Brazilian oil and gas company Petrobras has started assembling a new supercomputer.
This week the company announced it has procured a 7.7 petaflops machine from Dell, to be named Gaia.
Dell started delivering Gaia to Petrobras in December and is set to go live later in Q1 of 2023.
The new system, located at the Petrobras development and innovation research center (Cenpes) in Rio de Janeiro, will have an estimated power consumption of 574KW.
The goal with Gaia is to improve seismic image processing tools to obtain ultra-high-definition reproductions of sub-surface rock layers, Petrobras said.
“Gaia will be dedicated to the development of new imaging algorithms for Petrobras, in different scenarios of technological maturity, with a special focus on Least Squares and elastic FWI [full-waveform inversion] techniques, in addition to applications using machine learning,” Petrobras' digital transformation director Paulo Palaia said.
Gaia is the first system the gas company has procured from Dell, after previously tapping Atos for its recent high performance computing (HPC) systems.
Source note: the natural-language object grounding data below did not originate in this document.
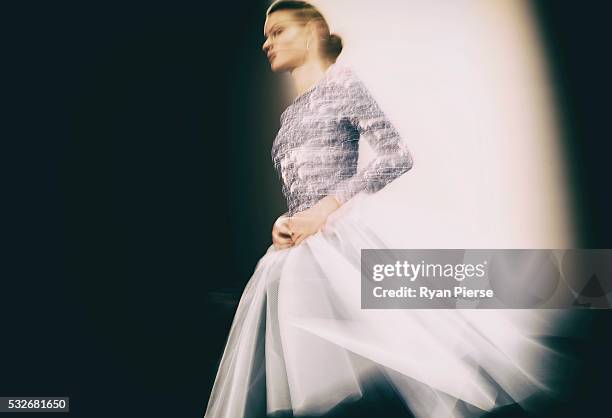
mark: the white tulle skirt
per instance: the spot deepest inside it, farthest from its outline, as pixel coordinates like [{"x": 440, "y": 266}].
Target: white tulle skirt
[{"x": 300, "y": 341}]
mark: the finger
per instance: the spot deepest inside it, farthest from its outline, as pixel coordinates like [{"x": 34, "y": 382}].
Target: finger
[
  {"x": 300, "y": 239},
  {"x": 284, "y": 246},
  {"x": 282, "y": 241}
]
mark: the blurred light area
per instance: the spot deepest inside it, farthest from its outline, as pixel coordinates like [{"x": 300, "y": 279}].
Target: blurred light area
[{"x": 466, "y": 84}]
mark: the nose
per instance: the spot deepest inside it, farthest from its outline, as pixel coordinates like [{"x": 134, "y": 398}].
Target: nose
[{"x": 266, "y": 46}]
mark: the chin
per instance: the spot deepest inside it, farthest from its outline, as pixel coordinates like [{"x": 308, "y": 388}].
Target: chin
[{"x": 279, "y": 67}]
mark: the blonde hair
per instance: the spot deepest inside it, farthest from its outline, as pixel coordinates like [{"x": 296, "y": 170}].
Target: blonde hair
[{"x": 304, "y": 11}]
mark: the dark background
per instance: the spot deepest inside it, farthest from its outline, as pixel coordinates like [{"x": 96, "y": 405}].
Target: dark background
[{"x": 141, "y": 193}]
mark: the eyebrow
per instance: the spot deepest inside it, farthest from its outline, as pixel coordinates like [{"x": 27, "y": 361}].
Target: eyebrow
[{"x": 280, "y": 23}]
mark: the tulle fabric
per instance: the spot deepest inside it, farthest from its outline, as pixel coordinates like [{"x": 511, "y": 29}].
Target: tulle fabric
[{"x": 300, "y": 341}]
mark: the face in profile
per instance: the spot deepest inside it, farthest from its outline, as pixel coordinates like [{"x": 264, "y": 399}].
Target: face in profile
[{"x": 286, "y": 40}]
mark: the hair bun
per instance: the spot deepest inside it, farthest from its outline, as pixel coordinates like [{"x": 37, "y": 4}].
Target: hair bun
[{"x": 334, "y": 46}]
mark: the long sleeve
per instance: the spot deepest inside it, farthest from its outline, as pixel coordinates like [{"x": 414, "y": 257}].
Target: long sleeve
[{"x": 392, "y": 159}]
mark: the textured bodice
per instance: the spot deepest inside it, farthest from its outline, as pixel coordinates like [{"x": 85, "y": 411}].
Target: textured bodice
[{"x": 316, "y": 149}]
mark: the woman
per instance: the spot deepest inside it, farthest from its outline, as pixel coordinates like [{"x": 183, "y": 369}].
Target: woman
[{"x": 299, "y": 341}]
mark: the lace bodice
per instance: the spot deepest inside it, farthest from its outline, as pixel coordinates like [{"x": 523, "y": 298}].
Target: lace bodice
[{"x": 316, "y": 149}]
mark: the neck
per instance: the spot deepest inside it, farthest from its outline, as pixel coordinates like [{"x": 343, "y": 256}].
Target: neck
[{"x": 308, "y": 74}]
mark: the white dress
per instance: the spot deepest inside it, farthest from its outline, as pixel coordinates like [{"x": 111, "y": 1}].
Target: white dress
[{"x": 300, "y": 341}]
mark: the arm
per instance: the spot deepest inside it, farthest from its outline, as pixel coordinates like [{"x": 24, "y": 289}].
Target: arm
[{"x": 392, "y": 158}]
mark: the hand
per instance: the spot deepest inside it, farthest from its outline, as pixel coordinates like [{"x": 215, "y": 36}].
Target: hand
[
  {"x": 310, "y": 221},
  {"x": 281, "y": 234}
]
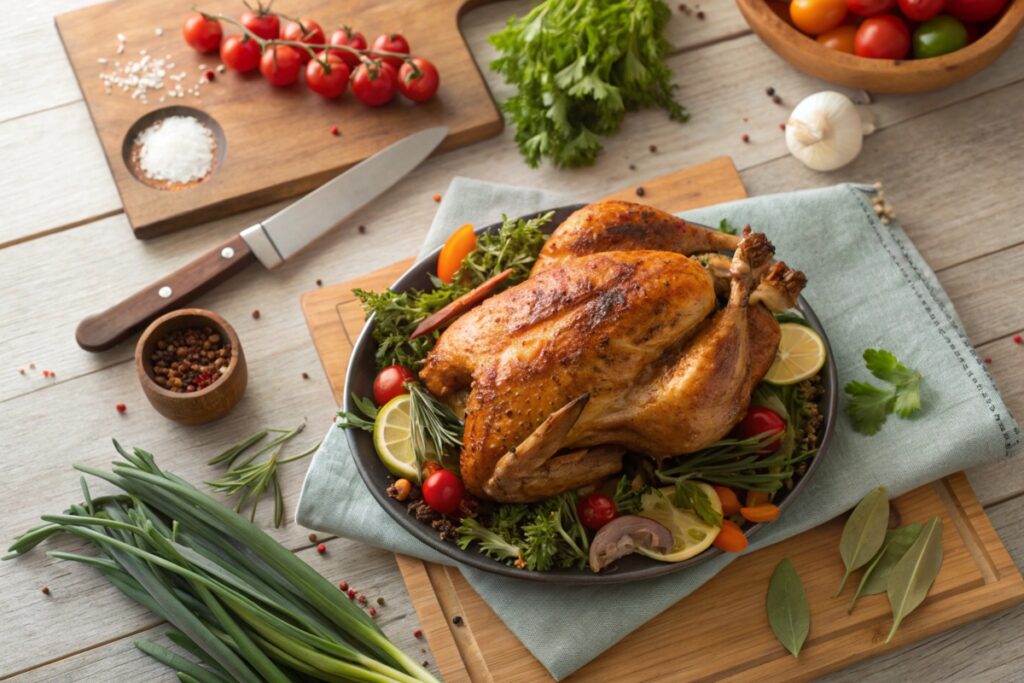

The new system reportedly cost around R$76 million (US$14.6m).
The oil giant operates a number of supercomputers that lead the way in terms of performance in Latin America. Last year the company launched the 21 petaflops Pegasus machine, following on from the launch of Dragão system the year before.
Pegasus ranked 33rd on the Top500 in the most recent ranking from the end of 2022; an Atos machine, it utilizes AMD Epyc processors and requires 1MW of power to operate.
Dragão ranked 46th on the Top500 in mid-2021 but had fallen to 65th by the end of 2022. The Atos system is powered by Intel Xeon Gold processors and offers 8.98 petaflops sustained Linpack and a peak of 14.01 petaflops.
Both Petrobras’ previous Atlas and Fenix systems are listed on the Top500 list in 65th and 97th place respectively as of November 2020; Atlas debuted in 2020 and is an Atos-manufactured system powered by Intel Xeon Gold capable of 4 petaflops. Fenix, another Atos Bull system, entered the list in 2019 and has a Linpack performance of 3 petaflops.